Truing-up rough wood

      Planers will not remove the bow from rough stock; jointing is required before boards can be properly thicknessed. February 13, 2001

Question
I just bought a thickness planer and wood in rough. I have planed the faces of some red oak with pretty good success, but am having problems with squaring up the wood. If I position the wood face up and sight down the side (narrow and un-planed), there is a definite bend in the stock. I tried to pick the pile the best I could to eliminate this. How do I get rid of the bend in the wood?

I have a poor man's jointer which essentially is a fence that I made for my router table and a straight bit. I can get a decent edge on it, but the bend remains. I have tried the table saw but that isn't working.

Forum Responses
A surface planer is not designed to straighten a piece of stock. I recommend the purchase of a jointer.

Squaring rough lumber

1) Using the jointer, joint one surface (the large flat part of the board) straight, smooth and true. This will give you a straight and established surface from which to work.

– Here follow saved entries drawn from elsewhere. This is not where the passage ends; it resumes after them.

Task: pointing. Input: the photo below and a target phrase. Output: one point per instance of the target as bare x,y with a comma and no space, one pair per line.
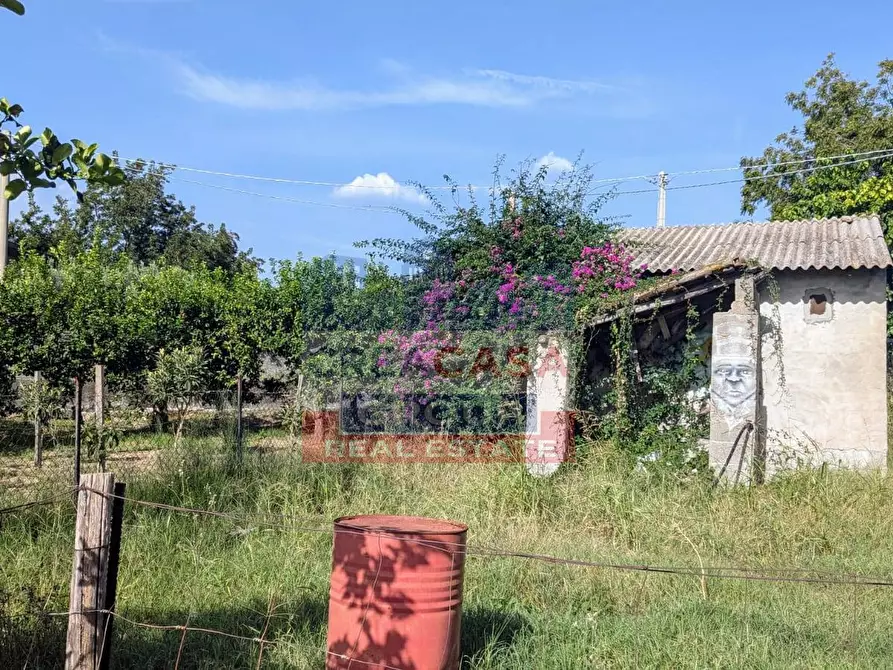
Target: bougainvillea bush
493,276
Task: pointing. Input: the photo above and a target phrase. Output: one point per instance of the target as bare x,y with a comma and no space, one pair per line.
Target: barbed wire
749,573
746,573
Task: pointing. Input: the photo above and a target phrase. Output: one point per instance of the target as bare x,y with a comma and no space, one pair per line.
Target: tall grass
517,613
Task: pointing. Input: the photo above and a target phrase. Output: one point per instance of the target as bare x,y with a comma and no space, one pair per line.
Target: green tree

2) Surface the board to thickness observing the direction of feed in relationship to the grain, so you prevent chipping. This will make both large surfaces of the board parallel, straight, smooth and true.

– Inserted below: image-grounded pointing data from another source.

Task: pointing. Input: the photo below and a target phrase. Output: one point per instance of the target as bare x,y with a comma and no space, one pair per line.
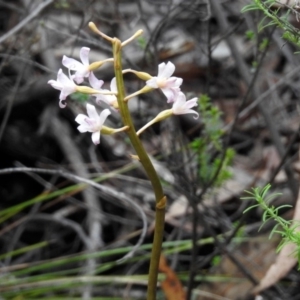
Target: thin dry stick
118,195
30,17
245,74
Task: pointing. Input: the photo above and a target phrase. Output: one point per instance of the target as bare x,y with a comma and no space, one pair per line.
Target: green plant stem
149,169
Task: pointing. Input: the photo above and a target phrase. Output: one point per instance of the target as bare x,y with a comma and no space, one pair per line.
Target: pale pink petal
96,137
94,82
91,111
174,82
103,116
63,79
55,84
191,103
165,71
71,63
171,94
152,83
84,55
80,118
113,85
83,128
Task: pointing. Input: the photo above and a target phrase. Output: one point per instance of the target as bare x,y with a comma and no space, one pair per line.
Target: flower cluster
78,72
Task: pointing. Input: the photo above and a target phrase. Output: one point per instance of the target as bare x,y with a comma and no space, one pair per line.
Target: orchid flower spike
65,84
109,99
81,68
181,106
168,85
92,122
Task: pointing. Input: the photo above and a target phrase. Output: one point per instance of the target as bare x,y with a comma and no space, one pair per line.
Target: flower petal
83,128
166,71
80,118
152,83
55,84
71,63
113,85
94,82
84,55
96,137
191,103
62,103
91,111
103,116
63,79
171,93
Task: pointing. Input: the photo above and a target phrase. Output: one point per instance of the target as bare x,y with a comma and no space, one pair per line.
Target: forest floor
66,229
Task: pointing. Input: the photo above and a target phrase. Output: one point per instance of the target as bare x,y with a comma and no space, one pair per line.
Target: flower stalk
149,169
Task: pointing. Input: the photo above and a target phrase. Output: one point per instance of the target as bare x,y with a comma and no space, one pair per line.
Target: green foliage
216,260
263,44
276,16
250,35
209,146
288,230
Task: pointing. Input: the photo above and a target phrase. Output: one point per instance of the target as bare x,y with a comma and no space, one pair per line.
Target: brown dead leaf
284,262
171,286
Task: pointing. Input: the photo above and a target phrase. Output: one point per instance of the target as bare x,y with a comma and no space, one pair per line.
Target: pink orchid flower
168,85
97,84
181,106
81,68
65,84
92,122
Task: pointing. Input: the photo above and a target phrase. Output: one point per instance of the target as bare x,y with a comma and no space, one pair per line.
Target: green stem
149,169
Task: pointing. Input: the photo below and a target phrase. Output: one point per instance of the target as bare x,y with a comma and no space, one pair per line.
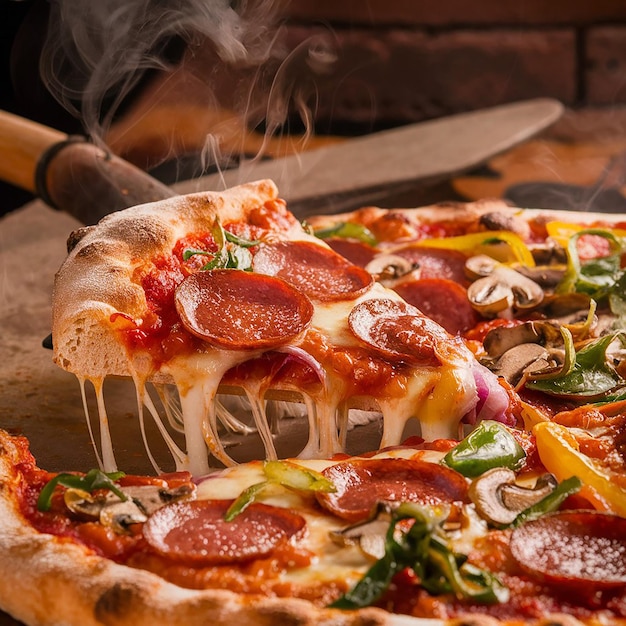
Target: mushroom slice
499,500
516,362
120,515
370,535
141,501
500,340
389,267
502,289
480,266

3) Joint one edge of the board by placing one of the smooth surfaces against the jointer fence that has been adjusted to a perfect 90 degree angle to the bed of the jointer. This will make the edge of the board straight, smooth and true and at 90 degrees to both large surfaces of the board.

4) Rip the board to width plus one sixteenth of an inch to allow for a final pass on the jointer. This ripping cut will make the second edge of the board parallel to first edge.

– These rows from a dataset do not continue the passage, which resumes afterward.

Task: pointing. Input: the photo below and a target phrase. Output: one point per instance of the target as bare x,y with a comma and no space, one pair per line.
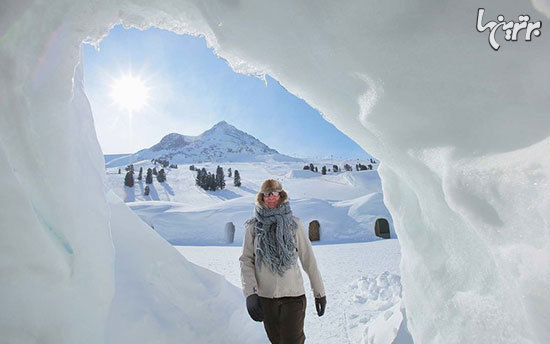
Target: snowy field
361,280
345,203
360,271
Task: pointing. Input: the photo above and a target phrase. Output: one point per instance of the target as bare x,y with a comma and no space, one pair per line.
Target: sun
130,92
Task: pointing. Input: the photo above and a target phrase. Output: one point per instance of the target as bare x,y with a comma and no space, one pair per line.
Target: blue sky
190,90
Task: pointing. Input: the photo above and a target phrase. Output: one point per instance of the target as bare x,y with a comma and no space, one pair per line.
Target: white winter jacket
267,284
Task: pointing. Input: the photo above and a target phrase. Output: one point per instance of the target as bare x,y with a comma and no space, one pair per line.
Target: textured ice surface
462,131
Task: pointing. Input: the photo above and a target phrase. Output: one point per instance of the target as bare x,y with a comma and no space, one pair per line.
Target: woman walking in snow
271,278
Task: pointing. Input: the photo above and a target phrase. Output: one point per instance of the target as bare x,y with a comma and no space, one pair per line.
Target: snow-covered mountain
223,142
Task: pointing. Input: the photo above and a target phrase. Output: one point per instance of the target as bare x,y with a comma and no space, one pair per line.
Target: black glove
320,303
254,308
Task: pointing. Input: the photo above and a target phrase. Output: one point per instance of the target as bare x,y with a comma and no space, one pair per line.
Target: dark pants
284,319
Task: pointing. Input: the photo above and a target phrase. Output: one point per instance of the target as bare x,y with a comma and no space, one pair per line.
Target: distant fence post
229,232
314,231
382,228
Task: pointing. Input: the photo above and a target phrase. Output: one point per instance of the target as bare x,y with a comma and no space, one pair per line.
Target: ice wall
462,132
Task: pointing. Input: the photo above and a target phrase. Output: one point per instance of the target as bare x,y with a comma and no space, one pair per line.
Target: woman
271,278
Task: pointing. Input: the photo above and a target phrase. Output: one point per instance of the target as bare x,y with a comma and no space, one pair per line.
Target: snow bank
462,131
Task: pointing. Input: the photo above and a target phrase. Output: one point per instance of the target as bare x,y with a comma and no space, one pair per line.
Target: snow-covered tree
149,176
161,176
220,178
237,178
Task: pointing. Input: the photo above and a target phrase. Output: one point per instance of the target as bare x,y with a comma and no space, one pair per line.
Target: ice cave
462,130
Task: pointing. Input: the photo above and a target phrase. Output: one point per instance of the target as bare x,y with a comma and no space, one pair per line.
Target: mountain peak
222,142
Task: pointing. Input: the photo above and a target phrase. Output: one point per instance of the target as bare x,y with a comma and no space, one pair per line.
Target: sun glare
129,92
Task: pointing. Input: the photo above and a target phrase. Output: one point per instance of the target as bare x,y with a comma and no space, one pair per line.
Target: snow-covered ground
361,276
361,280
345,203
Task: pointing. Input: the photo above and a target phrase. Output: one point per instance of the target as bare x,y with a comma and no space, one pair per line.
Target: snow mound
374,297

5) Make one and only one final pass on the jointer along the edge that was cut by the saw during the ripping operation. This will make this edge straight, smooth and true and at 90 degrees to the large surfaces of the board.

6) Square the better end of the board.

7) Cut to finish length.

Process all boards that are going to fit together in the same setup of the machine to assure maximum accuracy.



The first thing I do is rip and cross cut each piece close to final size. This will relieve any internal stress the wood has first, so when you straighten it, it STAYS straightened.


To eliminate bow or twist in the work piece, it has to be cut out. If the wood is dried and conditioned correctly, it is usually much easier to work with. I would first locate a high quality (not necessarily a high quantity) kiln operation. This would remove a lot of the problem. A note--this is a common problem faced in the wood industry.

If your quantity allows, using a straight line rip saw and then moulding the part through a four-sided moulder would help. Just remember that you can not make steak out of hamburger. The material has to be able to be squared.

Dave Rankin, forum technical advisor



You may want to over cut by 4" - 5" in case you have any snipes from your planer. These can be eliminated in the final cut after planing.


For years before my shop had space for a good jointer, we used a fence made from 3/4 plywood and a circular saw to straighten our lumber. The only saw I know that is heavy enough to do so is a worm drive Skill brand saw. Just clamp the board to the fence and then run the saw down the fence.


The comments below were added after this Forum discussion was archived as a Knowledge Base article (add your comment).

Comment from contributor A:
I have used a method similar to the circular saw method, only using a router and a top bearing bit. I use a smooth, straight piece of stock clamped to the top of the rough stock, allowing the router bit to take a small cut at the widest points. I simply re-position the guide for more small cuts until I have a straight, square edge. This works for any length up to the length of the guide, but is limited on the stock thickness by the depth of the cut of the router bit. I finally bought a jointer, though.